Room 237 is probably a bit more of a trip since we’ve learned—in the mainstream culture—more about conspiracy theorists and how the conspiracy takes off and what not. So it’s identifiable in all of the interviewees, whose bad ideas about Stanley Kubrick’s The Shining accompany the uninspired montage of shots from various films (mostly The Shining, obviously, but also the TV version). Director, uncredited writer, and (of course, naturally) uncredited editor Ascher doesn’t push back or have any presence in the interviews until the very end and then only for (tepid) effect. Otherwise, he just lets the various people monologue, leaving one to worry about the historian’s work in that field, ditto the reporter, who’s got some of the silliest “legit” takes. There’s a moon landing was fake guy (but, wait, the science existed to get us there, it’s just Kubrick shot the landing stuff because matte painting or something). There’s one interviewee who talks a lot about compulsively drawing maps, who doesn’t mention her profession, which is nice. It’s worse to realize these people could be promoting all their bad movie watching epistemologies, their fails in critical thinking, understanding of confirmation bias, and, I don’t know, just general bad taste. The only potentially good take is from the cartographer about the maze and the minotaur and Theseus. But it’s got a silly opener on it so it never actually resonates as an observation.
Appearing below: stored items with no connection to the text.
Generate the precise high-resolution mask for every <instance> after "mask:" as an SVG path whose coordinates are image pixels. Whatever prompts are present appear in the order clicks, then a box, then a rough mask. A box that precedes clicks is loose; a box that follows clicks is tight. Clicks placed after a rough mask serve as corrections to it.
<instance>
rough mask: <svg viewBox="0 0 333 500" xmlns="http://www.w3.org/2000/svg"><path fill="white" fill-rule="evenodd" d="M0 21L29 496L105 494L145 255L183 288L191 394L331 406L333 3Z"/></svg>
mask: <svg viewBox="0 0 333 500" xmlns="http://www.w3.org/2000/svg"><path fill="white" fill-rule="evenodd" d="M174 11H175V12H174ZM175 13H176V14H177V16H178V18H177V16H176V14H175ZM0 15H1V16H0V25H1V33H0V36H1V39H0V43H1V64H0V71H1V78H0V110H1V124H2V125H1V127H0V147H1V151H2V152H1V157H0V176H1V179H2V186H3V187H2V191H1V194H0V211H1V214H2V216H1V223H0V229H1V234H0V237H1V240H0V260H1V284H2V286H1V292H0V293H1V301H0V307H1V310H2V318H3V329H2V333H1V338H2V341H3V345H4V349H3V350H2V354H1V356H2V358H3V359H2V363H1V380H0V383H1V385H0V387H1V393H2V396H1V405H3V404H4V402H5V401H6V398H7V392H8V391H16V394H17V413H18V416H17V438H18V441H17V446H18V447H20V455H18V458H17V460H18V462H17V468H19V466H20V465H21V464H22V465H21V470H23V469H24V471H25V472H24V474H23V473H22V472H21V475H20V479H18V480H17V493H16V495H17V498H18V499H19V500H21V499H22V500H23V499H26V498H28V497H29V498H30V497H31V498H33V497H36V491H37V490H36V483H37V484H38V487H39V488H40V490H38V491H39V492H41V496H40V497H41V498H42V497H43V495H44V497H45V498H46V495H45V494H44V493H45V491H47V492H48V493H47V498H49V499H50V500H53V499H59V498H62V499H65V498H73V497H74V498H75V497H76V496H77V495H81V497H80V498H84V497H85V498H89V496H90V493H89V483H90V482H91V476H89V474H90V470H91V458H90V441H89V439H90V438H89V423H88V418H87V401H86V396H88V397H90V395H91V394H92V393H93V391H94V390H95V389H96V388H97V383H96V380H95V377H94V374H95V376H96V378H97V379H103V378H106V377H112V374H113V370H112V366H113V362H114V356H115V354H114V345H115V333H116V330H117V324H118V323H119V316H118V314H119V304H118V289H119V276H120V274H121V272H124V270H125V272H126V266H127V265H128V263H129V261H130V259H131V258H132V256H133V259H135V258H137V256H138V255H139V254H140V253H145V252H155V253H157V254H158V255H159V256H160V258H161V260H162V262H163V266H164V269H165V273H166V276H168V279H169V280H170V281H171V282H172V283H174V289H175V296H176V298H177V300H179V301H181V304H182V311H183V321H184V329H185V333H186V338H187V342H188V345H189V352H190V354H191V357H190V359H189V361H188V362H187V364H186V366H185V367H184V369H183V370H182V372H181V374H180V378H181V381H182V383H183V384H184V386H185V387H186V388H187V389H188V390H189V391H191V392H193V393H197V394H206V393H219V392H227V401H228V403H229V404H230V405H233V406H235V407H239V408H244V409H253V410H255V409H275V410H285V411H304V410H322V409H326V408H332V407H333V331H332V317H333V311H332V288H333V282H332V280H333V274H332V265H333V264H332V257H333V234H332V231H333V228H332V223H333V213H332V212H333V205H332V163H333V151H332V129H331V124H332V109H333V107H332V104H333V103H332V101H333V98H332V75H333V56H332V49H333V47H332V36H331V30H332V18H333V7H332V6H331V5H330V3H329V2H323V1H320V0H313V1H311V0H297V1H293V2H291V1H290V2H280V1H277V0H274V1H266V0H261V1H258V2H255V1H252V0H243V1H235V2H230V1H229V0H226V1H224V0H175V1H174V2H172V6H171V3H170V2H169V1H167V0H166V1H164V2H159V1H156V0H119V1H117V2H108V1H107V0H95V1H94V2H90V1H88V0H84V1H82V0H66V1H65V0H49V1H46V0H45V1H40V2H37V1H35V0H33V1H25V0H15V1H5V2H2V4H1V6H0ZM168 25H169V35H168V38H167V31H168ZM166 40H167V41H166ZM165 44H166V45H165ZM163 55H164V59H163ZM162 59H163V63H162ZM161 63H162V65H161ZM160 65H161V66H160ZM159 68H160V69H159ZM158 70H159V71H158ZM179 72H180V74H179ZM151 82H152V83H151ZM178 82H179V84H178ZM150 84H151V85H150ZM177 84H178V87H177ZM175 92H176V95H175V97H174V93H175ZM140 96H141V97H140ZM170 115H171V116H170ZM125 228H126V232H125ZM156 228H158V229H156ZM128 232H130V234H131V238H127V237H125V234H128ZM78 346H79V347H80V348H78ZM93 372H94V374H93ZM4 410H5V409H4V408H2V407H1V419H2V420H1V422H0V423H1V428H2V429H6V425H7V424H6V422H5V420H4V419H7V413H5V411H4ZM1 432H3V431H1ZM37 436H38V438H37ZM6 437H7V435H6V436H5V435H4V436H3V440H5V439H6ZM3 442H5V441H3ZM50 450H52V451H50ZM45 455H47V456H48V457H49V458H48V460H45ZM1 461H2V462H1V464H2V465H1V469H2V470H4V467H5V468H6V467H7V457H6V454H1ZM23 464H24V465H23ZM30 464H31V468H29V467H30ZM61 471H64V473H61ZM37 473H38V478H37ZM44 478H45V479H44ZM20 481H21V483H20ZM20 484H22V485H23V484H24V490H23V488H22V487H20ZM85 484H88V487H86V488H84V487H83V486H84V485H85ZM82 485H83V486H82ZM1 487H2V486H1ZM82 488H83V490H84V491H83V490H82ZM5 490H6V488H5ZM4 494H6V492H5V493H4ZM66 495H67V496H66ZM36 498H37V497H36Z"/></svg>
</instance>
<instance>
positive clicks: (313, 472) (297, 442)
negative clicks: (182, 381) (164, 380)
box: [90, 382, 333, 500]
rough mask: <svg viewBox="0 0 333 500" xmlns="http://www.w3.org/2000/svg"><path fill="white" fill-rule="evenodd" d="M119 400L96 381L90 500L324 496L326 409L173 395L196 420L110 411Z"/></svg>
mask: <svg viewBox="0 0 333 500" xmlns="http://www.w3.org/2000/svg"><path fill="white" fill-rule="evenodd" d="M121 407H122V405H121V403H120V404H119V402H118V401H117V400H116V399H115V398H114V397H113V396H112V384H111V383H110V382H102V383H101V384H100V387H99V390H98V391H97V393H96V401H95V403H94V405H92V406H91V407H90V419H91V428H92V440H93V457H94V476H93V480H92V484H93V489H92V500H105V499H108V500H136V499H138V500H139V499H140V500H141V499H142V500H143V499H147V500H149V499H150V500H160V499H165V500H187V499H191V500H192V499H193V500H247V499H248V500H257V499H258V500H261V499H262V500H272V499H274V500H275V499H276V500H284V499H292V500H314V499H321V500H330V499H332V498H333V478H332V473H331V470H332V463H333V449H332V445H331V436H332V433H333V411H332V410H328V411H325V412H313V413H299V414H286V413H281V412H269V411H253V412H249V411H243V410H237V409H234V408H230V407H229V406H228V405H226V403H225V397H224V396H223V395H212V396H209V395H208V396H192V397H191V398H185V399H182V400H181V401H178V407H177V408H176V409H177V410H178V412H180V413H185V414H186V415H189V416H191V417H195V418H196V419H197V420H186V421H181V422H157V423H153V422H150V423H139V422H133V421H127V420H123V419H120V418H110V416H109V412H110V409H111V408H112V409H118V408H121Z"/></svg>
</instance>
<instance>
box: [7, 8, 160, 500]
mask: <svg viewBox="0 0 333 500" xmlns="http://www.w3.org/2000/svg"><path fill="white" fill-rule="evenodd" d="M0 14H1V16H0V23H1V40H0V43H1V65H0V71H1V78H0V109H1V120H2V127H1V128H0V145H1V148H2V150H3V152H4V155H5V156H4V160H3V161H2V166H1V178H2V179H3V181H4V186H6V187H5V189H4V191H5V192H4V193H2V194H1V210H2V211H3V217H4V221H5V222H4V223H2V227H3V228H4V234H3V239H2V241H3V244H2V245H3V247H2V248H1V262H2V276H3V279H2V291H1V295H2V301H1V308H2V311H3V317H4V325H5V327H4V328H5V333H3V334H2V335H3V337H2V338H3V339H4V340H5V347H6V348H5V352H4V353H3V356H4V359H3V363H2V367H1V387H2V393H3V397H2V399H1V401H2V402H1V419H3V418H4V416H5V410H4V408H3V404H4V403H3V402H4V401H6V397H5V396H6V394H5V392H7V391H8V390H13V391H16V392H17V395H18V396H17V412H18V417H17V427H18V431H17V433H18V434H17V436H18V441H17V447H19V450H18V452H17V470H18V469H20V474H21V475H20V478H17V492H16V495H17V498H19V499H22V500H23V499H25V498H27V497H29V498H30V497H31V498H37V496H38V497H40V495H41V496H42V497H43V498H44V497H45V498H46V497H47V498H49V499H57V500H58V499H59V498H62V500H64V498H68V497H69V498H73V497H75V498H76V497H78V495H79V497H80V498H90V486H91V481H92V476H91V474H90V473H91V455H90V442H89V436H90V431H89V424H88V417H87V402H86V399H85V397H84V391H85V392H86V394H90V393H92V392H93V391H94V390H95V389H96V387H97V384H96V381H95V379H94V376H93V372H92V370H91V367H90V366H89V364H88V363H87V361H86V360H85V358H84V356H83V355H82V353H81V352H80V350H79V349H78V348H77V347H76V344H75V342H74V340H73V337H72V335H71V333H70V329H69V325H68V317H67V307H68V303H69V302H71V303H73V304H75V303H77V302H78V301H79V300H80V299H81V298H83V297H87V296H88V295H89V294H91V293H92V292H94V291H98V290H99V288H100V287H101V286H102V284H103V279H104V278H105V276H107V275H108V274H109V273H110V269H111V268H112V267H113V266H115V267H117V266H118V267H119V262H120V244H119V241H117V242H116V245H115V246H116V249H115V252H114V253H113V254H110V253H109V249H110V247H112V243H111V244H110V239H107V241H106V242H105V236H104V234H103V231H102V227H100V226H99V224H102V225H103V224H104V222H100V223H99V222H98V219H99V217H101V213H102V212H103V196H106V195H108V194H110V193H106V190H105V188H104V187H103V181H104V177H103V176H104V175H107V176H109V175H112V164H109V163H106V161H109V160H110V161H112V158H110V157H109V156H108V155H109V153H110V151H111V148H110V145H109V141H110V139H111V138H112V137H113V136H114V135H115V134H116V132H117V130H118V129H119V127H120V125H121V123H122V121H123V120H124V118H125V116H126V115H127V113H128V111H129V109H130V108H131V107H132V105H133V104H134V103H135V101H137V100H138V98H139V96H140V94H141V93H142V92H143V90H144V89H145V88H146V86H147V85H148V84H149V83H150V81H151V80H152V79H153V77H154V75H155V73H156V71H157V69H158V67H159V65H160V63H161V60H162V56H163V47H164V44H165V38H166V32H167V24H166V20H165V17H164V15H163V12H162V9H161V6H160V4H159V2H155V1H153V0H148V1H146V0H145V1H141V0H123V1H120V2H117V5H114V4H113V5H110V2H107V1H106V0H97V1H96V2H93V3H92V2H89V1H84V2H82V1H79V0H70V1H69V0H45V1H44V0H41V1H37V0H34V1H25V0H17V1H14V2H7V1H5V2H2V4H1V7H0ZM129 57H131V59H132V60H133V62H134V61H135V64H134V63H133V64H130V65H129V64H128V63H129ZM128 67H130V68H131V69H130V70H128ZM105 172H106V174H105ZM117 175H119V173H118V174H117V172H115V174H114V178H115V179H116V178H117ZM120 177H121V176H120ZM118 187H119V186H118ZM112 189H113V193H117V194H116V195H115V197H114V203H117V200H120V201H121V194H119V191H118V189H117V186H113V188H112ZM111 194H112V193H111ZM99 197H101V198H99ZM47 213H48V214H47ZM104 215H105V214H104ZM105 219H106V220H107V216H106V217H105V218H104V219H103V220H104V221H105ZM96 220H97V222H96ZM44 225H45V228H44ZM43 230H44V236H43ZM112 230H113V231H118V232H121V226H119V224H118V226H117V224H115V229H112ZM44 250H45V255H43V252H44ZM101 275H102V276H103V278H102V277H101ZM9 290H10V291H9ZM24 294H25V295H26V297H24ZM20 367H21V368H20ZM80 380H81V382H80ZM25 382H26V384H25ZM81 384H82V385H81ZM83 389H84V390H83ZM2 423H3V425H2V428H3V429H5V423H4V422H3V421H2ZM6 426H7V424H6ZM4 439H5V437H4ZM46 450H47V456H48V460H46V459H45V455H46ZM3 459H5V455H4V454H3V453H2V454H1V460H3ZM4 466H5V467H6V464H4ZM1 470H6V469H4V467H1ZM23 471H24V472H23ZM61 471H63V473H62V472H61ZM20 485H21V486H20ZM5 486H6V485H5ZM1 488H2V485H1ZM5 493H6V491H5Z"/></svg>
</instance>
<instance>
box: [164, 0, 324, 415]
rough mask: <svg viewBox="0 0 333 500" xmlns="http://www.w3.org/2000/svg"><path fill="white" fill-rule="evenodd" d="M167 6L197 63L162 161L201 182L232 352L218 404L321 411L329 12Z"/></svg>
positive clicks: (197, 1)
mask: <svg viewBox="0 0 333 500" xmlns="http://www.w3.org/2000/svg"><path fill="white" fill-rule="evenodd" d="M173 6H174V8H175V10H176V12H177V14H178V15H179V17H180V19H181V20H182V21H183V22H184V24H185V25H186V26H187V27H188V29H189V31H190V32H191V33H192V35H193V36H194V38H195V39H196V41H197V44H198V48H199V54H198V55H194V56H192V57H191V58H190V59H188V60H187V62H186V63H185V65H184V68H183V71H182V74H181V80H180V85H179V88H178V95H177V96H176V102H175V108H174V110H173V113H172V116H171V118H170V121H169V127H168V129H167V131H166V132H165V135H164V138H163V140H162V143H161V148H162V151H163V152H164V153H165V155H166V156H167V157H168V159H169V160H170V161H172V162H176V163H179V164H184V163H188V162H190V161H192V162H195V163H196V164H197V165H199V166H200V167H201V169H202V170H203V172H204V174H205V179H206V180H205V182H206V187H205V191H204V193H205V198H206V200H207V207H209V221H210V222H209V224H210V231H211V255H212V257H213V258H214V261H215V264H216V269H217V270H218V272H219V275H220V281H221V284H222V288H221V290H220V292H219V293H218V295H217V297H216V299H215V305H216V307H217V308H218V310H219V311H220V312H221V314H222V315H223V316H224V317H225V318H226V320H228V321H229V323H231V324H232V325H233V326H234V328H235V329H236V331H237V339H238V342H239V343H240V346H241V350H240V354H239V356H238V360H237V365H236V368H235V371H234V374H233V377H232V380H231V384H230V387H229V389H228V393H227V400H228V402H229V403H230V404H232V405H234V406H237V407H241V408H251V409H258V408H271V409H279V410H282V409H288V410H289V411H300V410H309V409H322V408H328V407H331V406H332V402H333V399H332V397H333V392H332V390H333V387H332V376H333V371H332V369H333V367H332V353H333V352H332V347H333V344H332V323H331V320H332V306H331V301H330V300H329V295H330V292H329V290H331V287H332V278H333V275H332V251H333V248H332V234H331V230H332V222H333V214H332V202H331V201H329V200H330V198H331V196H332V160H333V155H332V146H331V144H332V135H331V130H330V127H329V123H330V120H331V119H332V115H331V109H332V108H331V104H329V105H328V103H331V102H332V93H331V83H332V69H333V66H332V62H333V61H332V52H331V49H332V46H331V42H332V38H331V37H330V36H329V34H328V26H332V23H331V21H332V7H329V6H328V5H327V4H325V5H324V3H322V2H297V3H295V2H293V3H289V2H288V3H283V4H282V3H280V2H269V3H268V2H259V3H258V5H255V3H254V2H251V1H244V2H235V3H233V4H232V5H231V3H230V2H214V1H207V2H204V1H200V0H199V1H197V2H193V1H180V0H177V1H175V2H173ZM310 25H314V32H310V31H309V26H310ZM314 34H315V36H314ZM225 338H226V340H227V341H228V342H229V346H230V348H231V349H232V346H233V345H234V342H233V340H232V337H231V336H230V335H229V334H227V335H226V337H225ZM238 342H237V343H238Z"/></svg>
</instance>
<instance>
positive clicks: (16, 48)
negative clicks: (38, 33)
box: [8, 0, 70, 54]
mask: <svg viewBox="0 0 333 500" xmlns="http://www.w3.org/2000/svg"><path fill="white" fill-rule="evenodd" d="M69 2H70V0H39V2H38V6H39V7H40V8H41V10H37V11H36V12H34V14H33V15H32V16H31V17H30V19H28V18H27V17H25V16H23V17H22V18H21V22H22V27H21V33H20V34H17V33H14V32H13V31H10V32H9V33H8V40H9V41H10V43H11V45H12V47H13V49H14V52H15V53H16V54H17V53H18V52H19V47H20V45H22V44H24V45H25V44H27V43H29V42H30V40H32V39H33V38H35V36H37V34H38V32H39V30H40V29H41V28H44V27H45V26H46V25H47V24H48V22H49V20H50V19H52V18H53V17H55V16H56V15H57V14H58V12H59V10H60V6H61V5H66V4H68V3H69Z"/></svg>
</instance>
Ascher’s not interested in whether or not these people’s ideas are accurate. One of the interviewees talks about countless examples and his best one is profoundly bad. Ascher’s got the technology to examine the film and, outside occasionally highlights to showcase the interviewee’s iffy (at way best) take, never does it. You learn more from one five minute Kogonada video essay about Kubrick’s filmmaking than you do from the entirety of Room 237, which raises another question. Is Ascher just trying to embarrass all these people for the sake of attention? If so, he could’ve edited them more amusingly.
Technically, the best thing about Room 237 is the high definition original footage Ascher presumably ripped from his Blu-ray since Warner Bros. didn’t give it to him. You can still see the quality in that restoration work, something the interviewees wouldn’t have had for most of their studies of the film Seriously, Room 237 is an argument against home video. Actually, more an argument against film in general.
What else… the music from William Hutson and Jonathan Snipes could be a lot worse and the superimposition stuff (running Shining forward and backward in a composite shot) is kind of neat because you see how Kubrick shot the film. Though it’d work with all sorts of superimpositions, not just the front and back.
I get it takes a lot to work up a defense of The Shining but Room 237 isn’t just disingenuous, it even manages to do a disservice to the crackpot ideas it showcases.